In weighing issues as presbyter ordination today, and the guidance of the early Church Fathers, it’s hard not to “read them out of context” when modern scholars with doctoral degrees have totally different views on what the context should be. Who decides which modern scholars are reliable, interpreting the witness of the early Church?

Good points; however, is it any different today? In other words, if Tertullian and Irenaeus could validly say back then that the only way to have the correct interpretation of Scripture was by appealing to the Apostolic Sees, why do we think that merely the written words of the Bible are sufficient today? Without any antagonism, it seems to me that the Protestant Churches seem to have a lot of alleged doctrine that was “hidden” from the Church throughout most of history, and the Catholic Apostolic Sees that still remain contradict this theology.

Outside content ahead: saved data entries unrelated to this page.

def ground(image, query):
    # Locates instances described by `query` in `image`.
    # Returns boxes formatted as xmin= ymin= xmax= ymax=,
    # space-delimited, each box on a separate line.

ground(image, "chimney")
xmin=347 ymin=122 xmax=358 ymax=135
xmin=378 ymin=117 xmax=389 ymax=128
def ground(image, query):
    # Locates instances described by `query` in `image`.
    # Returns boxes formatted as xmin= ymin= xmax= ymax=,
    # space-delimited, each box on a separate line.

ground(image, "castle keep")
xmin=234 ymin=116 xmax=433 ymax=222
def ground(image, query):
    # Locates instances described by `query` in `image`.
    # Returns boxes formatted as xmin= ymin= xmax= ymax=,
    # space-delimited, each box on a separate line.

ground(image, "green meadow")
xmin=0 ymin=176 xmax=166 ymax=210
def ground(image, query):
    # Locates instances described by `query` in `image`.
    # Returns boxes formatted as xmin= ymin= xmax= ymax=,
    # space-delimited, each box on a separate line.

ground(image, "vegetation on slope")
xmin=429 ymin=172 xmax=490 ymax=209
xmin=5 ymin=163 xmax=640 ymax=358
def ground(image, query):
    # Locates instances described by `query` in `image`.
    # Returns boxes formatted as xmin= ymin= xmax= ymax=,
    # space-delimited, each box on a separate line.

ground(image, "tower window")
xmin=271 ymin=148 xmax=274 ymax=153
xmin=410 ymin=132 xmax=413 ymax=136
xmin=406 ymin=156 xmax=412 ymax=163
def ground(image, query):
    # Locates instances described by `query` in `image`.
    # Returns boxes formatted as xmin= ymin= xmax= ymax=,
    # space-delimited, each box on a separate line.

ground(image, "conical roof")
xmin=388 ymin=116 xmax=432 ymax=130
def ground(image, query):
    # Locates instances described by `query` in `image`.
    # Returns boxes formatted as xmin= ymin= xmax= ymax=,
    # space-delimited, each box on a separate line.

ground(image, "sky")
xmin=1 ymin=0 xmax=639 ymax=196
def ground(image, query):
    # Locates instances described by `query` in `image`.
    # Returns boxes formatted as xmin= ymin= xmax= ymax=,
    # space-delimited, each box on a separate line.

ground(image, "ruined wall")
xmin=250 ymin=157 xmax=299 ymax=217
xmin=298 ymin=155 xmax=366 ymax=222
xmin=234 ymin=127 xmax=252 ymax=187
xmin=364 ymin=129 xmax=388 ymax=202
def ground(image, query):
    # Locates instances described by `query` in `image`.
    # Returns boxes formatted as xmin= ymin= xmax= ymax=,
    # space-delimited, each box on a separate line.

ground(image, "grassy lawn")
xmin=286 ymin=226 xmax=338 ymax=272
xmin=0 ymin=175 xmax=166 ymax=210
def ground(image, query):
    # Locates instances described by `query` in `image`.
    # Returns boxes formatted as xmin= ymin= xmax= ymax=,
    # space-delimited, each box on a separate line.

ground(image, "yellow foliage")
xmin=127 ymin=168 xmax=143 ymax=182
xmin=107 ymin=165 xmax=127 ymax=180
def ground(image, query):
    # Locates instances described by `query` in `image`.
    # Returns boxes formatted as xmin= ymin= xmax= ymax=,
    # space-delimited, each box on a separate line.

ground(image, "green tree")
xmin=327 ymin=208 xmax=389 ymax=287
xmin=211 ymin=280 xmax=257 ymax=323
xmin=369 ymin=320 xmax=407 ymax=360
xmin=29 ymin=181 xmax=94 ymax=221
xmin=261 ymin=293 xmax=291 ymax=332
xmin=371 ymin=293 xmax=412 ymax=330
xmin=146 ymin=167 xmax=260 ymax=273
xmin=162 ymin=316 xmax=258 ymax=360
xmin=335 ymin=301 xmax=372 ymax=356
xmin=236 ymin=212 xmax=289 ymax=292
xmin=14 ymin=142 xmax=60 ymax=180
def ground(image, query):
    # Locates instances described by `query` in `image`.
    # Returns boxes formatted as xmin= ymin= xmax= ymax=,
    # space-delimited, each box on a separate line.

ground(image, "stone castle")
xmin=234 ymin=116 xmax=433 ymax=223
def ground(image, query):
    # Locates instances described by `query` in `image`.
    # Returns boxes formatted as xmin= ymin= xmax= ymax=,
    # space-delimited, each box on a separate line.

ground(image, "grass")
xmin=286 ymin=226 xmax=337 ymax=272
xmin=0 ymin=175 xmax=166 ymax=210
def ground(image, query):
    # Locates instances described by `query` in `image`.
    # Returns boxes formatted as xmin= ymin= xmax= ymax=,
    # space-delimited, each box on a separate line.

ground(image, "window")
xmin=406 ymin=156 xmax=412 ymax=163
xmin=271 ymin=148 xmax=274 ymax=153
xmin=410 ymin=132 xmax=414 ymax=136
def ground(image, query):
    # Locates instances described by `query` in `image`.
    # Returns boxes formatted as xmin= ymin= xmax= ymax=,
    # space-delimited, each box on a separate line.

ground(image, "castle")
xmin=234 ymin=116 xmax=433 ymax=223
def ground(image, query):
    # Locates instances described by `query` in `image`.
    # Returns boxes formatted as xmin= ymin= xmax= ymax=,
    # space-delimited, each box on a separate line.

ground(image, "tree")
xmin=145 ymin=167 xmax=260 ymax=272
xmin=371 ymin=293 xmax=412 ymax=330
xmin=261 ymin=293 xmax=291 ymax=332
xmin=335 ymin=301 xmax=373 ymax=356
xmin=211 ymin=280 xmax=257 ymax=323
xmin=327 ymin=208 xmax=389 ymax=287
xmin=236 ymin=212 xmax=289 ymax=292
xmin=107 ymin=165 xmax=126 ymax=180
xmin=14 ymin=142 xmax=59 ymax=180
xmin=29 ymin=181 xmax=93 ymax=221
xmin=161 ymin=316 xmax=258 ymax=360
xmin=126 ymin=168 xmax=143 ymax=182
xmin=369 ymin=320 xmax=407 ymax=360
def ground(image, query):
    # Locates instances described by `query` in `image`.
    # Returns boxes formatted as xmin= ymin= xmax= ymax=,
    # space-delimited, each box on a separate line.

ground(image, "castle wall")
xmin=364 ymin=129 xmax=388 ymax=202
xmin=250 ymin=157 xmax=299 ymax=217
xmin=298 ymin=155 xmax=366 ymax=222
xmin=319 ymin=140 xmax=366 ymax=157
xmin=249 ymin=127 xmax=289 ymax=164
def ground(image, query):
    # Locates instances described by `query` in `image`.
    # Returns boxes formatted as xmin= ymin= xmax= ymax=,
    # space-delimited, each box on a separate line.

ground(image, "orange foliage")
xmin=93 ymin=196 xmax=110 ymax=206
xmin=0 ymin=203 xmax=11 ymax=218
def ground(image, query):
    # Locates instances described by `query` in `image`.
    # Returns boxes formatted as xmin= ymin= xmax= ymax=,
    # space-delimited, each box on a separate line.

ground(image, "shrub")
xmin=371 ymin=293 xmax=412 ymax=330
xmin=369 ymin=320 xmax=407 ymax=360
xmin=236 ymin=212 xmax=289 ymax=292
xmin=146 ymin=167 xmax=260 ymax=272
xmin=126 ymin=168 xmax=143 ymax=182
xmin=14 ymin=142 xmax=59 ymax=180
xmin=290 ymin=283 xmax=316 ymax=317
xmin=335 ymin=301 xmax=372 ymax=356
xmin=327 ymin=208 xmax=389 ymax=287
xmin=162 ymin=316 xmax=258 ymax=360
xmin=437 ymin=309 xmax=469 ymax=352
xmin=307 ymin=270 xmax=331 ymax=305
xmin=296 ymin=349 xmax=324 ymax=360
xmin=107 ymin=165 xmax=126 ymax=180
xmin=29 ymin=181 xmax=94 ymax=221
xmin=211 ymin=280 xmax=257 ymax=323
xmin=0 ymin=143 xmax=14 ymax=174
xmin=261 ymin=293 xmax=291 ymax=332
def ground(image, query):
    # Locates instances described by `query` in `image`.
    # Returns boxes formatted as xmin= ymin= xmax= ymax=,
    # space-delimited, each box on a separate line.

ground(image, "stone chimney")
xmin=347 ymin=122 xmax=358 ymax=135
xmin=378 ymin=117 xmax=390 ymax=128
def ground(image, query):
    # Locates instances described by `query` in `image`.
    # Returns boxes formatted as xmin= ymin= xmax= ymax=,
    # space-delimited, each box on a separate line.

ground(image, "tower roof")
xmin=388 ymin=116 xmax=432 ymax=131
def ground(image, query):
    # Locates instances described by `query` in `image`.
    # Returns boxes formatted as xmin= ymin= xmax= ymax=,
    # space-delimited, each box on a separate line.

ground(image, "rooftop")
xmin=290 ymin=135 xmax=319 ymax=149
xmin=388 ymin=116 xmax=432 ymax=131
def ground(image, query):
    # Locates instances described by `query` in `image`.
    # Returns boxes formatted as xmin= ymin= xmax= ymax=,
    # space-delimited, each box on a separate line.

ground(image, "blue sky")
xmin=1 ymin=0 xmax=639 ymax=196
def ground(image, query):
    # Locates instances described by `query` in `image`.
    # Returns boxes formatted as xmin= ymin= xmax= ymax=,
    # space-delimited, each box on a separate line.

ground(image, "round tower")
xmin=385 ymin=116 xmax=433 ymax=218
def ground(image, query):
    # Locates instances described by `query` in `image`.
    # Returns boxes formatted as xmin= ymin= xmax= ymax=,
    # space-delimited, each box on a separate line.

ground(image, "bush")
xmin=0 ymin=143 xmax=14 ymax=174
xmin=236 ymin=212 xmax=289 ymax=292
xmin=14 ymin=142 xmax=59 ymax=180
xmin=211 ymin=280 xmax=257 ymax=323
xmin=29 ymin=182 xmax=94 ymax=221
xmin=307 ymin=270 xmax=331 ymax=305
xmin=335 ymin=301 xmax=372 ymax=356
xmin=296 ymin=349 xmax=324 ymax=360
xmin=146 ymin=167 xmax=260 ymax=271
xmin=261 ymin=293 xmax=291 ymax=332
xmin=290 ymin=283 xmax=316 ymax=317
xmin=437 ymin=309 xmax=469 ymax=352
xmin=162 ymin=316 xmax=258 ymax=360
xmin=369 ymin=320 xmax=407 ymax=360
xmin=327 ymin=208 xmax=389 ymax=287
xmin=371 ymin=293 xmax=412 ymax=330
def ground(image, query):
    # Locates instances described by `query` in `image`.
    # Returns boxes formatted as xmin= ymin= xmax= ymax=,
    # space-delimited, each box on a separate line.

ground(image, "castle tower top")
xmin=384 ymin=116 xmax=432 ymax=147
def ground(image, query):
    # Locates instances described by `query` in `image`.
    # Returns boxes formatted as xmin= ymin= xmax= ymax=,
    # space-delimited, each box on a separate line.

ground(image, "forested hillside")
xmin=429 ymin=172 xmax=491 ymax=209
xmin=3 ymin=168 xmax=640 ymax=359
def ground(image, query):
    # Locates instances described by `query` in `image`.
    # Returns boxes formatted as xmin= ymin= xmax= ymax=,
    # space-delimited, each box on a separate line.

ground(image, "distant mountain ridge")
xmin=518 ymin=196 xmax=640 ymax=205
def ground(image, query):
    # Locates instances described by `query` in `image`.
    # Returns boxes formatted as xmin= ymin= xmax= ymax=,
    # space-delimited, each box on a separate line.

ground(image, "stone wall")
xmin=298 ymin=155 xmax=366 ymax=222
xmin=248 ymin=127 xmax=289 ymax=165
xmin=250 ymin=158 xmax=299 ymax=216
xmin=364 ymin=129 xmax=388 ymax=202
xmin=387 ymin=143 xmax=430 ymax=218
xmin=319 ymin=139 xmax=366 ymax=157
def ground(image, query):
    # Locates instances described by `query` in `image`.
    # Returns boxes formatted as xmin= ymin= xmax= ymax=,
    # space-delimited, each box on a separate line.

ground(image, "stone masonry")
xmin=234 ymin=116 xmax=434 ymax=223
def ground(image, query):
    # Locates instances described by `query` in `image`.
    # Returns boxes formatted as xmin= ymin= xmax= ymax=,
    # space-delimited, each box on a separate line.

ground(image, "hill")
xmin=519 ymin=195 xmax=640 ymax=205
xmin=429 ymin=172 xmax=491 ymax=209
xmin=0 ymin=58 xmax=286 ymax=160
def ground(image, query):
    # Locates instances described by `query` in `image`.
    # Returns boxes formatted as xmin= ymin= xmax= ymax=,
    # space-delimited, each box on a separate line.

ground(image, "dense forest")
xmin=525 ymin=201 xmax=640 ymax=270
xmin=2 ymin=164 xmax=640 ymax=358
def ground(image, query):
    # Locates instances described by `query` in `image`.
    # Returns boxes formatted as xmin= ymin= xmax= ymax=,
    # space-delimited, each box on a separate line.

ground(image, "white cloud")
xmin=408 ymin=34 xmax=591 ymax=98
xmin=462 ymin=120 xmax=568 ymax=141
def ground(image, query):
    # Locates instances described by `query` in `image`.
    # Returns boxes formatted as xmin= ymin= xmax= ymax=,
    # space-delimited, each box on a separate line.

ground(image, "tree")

If Irenaeus could correctly appeal to the Church for the only true interpretation of Scripture, why is it any different today?

You are right that the ECF were combating the Gnostics, but remember this: as a cradle fundamentalist I think speak without animosity—the Gnostics and the Protestants have similarities, since both appeal to the Bible as opposed to the Apostolic Sees. They arrive at differing doctrines, but the principle is the same.

At least, this is how it appears to me based on my studies. And believe me, I didn’t used to think this way!